Lionel Franc a une passion peu commune : le plongeon de tête. Basé à Cassis, il est l'un des rares pratiquants de cette dangereuse discipline de haut-vol.

Florian Launette & Mégane Chêne

Ils sont une dizaine de garçons, des adolescents, attroupés au bord d’une falaise de Port-Miou à Cassis. Ils regardent les quelques courageux qui sautent depuis le promontoire dans la grande bleue, à 18 mètres en contrebas. Ils ne le disent pas, mais leur attitude raconte la peur, l’envie d’avoir l’air fort, et l’admiration pour le copain qui a osé se jeter dans le vide, les pieds d’abord. Un homme arrive, qui vient se mêler à la petite troupe, naturellement. Il lance de grands sourires, dit bonjour alentour. Tous les yeux se braquent sur lui. « C’est Lionel ? » demande discrètement un petit blond à son copain plus âgé. C’est bien lui, Loulou, ou Lionel Franc – franc, comme son caractère, se plaît-il à annoncer. La plupart des garçons le connaissent pour l’avoir déjà vu plonger maintes fois dans cette calanque qu’ils partagent si souvent.
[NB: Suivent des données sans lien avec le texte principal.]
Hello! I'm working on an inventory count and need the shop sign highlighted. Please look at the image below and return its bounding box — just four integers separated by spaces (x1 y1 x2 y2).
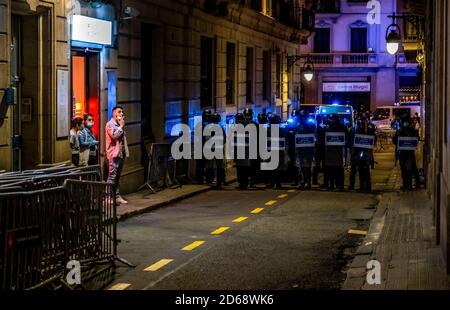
323 82 370 93
72 15 113 45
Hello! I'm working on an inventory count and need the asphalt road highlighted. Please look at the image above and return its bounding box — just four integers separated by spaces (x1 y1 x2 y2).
98 152 394 290
103 188 376 290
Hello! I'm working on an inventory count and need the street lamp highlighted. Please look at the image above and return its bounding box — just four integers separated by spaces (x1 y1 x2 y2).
302 62 314 82
386 23 401 55
386 13 423 55
286 55 314 82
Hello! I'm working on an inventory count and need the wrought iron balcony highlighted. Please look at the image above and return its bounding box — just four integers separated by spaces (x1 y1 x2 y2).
310 53 378 67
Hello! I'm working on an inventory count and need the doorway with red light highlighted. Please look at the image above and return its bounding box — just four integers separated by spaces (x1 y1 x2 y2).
71 49 100 165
Car Loulou est un champion dans sa discipline : un plongeur de tête hors-norme, qui s’envole depuis les crêtes escarpées des Calanques pour s’offrir quelques secondes de grâce au-dessus de la mer turquoise. En 2012, il a battu son propre record en s’élançant à 30 mètres de hauteur. Depuis, il s’exerce inlassablement, espérant atteindre bientôt les 35 mètres. « Je m’entraine à raison de 20 minutes de préparation physique par jour et je réalise 8 plongeons de 25 mètres par semaine. Dans quelques jours, je commencerai l’entrainement à 30 mètres » explique-t-il.

Ce midi, il s’apprête à plonger de 21 mètres : une hauteur insuffisante pour sa préparation, mais qui lui offre beaucoup de plaisir. Les jeunes lui font place sur le promontoire qu’il a lui-même aménagé. En-dessous, la falaise blanche est si abrupte qu’aucun arbre ne pousse, pas même les pins d’Alep d’ordinaire si téméraires. Seuls les martinets noirs osent défier ce mur vertical qui plonge à pic dans l’eau cristalline. Autour de Lionel, le petit groupe fait silence. On regarde ses pieds nus se poser au bord du vide. Il jette un caillou en contrebas, appréhende la trajectoire. « Quand je m’apprête à plonger au-delà de 20 mètres, j’ai toujours peur. Je suis dans l’appréhension, le doute, la préparation » confie-t-il. Son corps se place, il se concentre. On attend, comme suspendu. Le bruit autour de lui s’efface. Il lève les bras... et s’élance. Sa silhouette défile à toute vitesse le long de la roche blanche. Ses mains se joignent au-dessus de sa tête, il fend l’eau turquoise, disparaît sous la surface derrière une gerbe d’eau écumeuse, et réapparait quelques mètres plus loin, un grand sourire sur les lèvres. Moins de trois secondes sont écoulées, mais nos cœurs semblent toujours accrochés au promontoire - on jurerait qu’ils se sont arrêtés de battre un instant. Sur la crête et le pont des bateaux, les applaudissements des spectateurs de passage fusent.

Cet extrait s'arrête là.